La numérisation est une chance pour une œuvre qui peut ainsi livrer ses secrets de fabrication, révéler sa structure et des détails essentiels à sa compréhension. La startup suisse Artmyn, spécialisée dans la numérisation d’œuvres d’art, ESI (transporteur d’art) et le Clic France (Club Innovation & Culture) se sont unis en plein coeur de la crise sanitaire, pour lancer un défi aux musées français et offrir à six musées la production de contenus digitaux innovants. Parmi les pépites ayant bénéficié de cette mise en lumière, « La Maladie d’Antiochus » (1840), de Jean-Auguste Ingres, conservé au Musée Condé au Domaine de Chantilly.
Le double numérique de « La Maladie d’Antiochus » aura nécessité plus de 26 000 clichés en haute définition. « En créant des jumeaux numériques, on permet aux tableaux de quitter leurs cimaises pour aller à la rencontre de nouveaux publics, tandis qu’en montrant la texture, les coups de pinceaux, les repentirs et les gestes des artistes, on peut ouvrir le champ de la médiation culturelle », affirme Grégoire Debuire, directeur du développement de la société suisse Artmyn, qui a mis au point un scanner équipé de l’infrarouge, un mode de visualisation unique permettant de révéler les sous-couches d’un tableaux.

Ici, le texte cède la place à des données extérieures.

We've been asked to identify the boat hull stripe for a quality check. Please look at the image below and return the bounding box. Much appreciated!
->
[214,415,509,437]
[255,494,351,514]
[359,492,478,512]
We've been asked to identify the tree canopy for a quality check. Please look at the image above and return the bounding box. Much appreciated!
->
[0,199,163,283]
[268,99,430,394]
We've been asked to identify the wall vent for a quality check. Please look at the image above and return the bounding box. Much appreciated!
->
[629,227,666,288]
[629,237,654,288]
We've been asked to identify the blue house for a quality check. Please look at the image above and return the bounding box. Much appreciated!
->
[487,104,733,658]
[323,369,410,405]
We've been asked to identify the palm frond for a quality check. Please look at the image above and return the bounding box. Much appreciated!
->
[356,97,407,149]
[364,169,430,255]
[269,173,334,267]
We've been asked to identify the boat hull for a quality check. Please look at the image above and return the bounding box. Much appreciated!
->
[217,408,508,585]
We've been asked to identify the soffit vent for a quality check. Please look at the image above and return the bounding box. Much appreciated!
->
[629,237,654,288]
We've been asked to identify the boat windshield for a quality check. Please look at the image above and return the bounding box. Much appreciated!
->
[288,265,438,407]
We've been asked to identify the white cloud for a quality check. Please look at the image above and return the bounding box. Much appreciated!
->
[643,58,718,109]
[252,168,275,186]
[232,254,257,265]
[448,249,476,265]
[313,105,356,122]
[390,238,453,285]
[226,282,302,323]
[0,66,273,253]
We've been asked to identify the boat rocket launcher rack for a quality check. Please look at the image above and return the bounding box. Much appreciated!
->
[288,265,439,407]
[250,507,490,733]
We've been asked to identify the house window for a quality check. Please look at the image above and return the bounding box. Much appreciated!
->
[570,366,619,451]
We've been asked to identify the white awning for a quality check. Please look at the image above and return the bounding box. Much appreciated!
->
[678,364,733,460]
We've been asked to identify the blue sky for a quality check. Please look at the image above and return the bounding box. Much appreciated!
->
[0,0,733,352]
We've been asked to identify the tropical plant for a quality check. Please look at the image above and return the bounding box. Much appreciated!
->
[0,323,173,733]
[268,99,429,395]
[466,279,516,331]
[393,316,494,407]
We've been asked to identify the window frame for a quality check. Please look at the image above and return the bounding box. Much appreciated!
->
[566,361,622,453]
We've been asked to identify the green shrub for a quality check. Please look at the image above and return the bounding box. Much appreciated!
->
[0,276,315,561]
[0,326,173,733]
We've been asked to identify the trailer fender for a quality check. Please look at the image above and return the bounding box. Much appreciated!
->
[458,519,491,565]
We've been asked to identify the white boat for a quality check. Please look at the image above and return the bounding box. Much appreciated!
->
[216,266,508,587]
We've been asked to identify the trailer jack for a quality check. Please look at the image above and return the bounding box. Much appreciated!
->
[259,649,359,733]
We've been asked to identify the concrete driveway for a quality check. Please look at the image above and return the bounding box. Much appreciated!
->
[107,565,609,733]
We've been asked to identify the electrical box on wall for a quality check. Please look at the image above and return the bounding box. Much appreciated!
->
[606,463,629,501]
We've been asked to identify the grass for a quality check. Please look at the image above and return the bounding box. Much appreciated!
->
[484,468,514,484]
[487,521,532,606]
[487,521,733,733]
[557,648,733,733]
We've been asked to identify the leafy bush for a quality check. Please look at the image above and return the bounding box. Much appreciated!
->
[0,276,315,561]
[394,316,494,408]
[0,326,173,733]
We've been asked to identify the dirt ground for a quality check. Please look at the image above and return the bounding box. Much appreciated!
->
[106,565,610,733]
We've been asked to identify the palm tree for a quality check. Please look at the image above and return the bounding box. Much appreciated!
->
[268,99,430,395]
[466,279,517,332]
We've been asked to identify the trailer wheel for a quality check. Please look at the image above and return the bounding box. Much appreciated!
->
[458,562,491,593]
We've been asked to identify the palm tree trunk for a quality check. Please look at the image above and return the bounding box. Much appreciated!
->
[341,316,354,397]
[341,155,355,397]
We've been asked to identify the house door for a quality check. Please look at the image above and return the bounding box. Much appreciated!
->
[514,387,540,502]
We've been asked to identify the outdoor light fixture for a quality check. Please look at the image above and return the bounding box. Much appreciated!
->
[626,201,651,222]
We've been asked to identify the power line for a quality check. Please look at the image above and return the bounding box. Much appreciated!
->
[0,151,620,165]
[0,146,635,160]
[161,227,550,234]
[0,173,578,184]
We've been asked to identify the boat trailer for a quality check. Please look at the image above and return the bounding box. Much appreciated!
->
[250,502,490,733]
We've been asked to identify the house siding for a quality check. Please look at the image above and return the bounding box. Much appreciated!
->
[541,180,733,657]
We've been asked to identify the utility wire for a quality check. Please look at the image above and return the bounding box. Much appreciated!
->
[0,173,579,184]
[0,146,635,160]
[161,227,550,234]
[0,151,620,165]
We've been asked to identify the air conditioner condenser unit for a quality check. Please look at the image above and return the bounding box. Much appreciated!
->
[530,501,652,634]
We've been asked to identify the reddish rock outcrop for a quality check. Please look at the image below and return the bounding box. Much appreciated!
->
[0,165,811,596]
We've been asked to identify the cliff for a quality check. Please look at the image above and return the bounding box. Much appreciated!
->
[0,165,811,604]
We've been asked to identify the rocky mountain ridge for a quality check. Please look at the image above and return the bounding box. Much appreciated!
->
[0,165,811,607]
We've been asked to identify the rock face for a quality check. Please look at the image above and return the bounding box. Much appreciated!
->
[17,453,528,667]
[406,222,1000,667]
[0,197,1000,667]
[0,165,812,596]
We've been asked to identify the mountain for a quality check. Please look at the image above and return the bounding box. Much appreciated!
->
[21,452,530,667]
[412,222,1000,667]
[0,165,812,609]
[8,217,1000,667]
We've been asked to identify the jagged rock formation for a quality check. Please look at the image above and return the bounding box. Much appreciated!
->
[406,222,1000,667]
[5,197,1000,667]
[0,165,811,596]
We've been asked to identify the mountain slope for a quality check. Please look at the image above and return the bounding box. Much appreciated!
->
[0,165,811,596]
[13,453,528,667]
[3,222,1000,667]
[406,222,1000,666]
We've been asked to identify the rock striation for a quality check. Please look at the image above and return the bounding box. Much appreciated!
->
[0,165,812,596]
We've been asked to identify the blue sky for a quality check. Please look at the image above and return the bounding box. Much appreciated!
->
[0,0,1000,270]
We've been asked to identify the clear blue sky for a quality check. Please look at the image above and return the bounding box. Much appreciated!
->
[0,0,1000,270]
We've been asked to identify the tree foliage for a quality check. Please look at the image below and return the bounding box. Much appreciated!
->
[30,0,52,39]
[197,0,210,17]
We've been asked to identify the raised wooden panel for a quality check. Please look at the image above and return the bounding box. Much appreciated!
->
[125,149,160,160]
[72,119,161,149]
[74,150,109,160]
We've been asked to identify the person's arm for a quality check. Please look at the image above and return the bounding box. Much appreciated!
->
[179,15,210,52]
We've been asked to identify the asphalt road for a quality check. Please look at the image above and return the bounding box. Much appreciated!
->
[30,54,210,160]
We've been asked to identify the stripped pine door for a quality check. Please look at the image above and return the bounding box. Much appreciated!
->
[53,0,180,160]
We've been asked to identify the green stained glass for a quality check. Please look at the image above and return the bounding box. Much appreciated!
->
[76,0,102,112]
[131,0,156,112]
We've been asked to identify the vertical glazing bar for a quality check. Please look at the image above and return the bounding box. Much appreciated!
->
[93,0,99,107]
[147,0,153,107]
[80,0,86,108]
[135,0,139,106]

Quel est donc ce mal qui ronge Anthiochus, fils de Séleucus, roi de Syrie ? Sur le tableau de Jean-Dominique Ingres, en pleine lumière, figée dans une attitude songeuse, une jeune femme regarde songeuse un Sphinx représenté sur le pavement. Dans l’ombre, un homme debout derrière le lit, s’incline vers le personnage central, allongé, sa main sur son cœur. Il souffre. Ce dernier est en effet très pâle. Le sujet est extrait de la vie de Démétrius de Plutarque. Verdict du médecin : le malade est atteint au coeur, il est amoureux ! La numérisation rend encore plus éclatante la scène et de nombreux détails comme cet élément de mobilier, un brûle-parfum au pied du lit dont l’évanescence de la fumée semble gagner l’univers olympien des immortels.
Ingres reçoit en 1834 cette commande importante du duc Ferdinand d’Orléans, fils aîné du roi Louis-Philippe, frère du duc d’Aumale et grand mécène. Le peintre rassemble alors un corpus de plus de 1 500 relevés graphiques pour alimenter et construire un langage pictural qu’il souhaite « assez neuf », formant ainsi sa main et son œil au prix d’une copie laborieuse à la recherche d’automatismes. Le 10 avril 1839, alors qu’il est directeur de l’Académie de France à Rome, Ingres emprunte à la bibliothèque de la villa Médicis l’ouvrage de Visconti Iconographie ancienne, qui consacre un chapitre aux Séleucides, rois de Syrie. Ingres livre l’œuvre en 1840. Le prince se montre satisfait et va même jusqu’à doubler ses honoraires. Le duc d’Orléans écrit aussitôt à Ingres pour lui demander de réaliser son portrait, celui-ci est aujourd’hui conservé au musée du Louvre.